Saturday, May 15, 2010

Back to my old habits again

It's been at least three years since I had a good meal at Shintori, and I thought tonight might be the perfect time to take a nostalgic stroll down that bamboo path leading up to the glass cube entrance. It all started during a conversation in the office about new places to eat in Shanghai. My colleagues were eager to try something different and away from the Bund, so we took a cab downtown to explore some of the more local areas of the city. 


Our first stop was along Donghu Road, where El Willy and Sichuan Citizen were located. As usual, El Willy was impossible to get in without a reservation, and tonight there wasn't even standing room at the bar. I didn't want to eat Sichuan for dinner two nights in a row, so we walked down the road looking for other alternatives. At some point, I started checking Google Maps and realized that we were just a block away from Julu Road, where Shintori, People 7 and Mesa were located. I brought up the idea of eating modern Japanese, and both my colleagues were keen to try. And so within minutes, we found ourselves standing outside the doorway leading into Shintori.


Some people would describe walking into Shintori for the first time an ethereal moment where you feel transported to a different world the moment you take your first step through the entrance. Both my colleagues were awed by the serenity that greeted us as we walked through the non-descript doorway along Julu Road with the tiny number '803' on a metal plaque. Most people would have missed it, but those "in-the-know" get a kick out of taking their friends there and seeing the look of amazement on their faces as the sliding doors around the glass cube open up, revealing the foyer and main dining hall just beyond the door.
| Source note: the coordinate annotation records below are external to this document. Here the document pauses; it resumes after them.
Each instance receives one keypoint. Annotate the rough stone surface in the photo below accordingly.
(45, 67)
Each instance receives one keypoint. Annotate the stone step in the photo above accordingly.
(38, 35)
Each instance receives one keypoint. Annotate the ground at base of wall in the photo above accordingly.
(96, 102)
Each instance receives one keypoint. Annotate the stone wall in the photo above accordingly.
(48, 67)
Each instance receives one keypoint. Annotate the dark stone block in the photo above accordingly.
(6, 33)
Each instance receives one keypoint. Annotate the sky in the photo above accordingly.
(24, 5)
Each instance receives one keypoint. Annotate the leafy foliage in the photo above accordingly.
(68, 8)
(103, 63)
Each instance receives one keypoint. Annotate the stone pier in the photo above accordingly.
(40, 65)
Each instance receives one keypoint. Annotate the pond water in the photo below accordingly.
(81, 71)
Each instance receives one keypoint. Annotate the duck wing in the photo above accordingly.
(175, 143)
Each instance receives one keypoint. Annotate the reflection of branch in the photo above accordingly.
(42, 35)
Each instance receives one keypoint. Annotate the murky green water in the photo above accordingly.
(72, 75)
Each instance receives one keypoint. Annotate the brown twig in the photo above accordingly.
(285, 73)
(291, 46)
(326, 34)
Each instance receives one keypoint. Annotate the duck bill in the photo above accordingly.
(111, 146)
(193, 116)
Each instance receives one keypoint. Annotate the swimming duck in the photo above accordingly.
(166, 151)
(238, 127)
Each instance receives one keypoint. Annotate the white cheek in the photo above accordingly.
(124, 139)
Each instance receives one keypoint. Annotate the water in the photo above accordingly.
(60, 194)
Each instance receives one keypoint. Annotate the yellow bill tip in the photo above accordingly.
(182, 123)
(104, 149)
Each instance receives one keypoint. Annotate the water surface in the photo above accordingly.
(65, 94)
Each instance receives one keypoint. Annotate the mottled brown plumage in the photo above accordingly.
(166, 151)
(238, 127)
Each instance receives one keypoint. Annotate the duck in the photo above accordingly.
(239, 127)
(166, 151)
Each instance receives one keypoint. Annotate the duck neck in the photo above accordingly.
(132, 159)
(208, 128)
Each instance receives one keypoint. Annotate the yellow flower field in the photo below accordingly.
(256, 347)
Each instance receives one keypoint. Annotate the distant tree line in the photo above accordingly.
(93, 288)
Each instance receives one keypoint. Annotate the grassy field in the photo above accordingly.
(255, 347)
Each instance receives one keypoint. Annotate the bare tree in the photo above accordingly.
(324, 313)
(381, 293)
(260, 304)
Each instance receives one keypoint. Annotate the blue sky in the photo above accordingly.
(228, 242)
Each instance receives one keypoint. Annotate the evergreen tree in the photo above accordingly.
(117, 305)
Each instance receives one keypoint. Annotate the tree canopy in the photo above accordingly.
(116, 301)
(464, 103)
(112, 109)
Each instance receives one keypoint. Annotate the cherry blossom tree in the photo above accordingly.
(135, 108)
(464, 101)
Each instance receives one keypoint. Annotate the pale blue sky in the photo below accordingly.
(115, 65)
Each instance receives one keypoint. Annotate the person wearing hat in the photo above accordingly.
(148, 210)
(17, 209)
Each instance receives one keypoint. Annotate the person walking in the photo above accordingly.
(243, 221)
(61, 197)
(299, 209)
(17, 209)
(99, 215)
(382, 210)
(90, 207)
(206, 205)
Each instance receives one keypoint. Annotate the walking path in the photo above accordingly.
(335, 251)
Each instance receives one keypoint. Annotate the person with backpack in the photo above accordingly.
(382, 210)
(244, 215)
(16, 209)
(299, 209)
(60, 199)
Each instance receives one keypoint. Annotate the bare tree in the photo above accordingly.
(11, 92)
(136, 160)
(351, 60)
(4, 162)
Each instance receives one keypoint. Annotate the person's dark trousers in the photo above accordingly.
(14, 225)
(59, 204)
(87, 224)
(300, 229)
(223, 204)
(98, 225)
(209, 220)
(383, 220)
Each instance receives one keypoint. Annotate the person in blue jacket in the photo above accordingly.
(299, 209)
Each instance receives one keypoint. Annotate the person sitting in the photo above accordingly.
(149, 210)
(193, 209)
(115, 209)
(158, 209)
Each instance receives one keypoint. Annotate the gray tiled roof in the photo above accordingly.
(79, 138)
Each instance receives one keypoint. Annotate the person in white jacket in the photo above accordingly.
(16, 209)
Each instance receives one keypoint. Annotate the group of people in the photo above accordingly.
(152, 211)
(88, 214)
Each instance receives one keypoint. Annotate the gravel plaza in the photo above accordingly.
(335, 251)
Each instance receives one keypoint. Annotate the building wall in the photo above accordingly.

Shintori had not changed one bit these past few years. It was still bustling and we were only able to get counter seats. The menu looked a little different, but most of the dishes were familiar. I pointed out a few signature dishes for my colleagues to try, but decided to go with the kaiseki set instead. At RMB280, it seemed like a very good deal, with 6 courses covering the usual kaiseki dishes of an appetizer, sashimi, tempura, grilled meat, soup, rice and dessert. 

What really impressed me was the freshness of the ingredients, and the perfectly blended flavors. The only slight disappointment was the dessert, which was too ordinary, given that Shintori has always been known for their modern Japanese interpretations. Maybe I was just expecting to get a slice of the green tea tiramisu that my colleague was eating.



I'm glad to know that in this city of everchanging dining experiences, some good things haven't changed yet. I love Shintori the way I love a good secret vacation hideaway, so I'm only sharing this with a few people, especially when I want a quiet dinner out in the city by myself.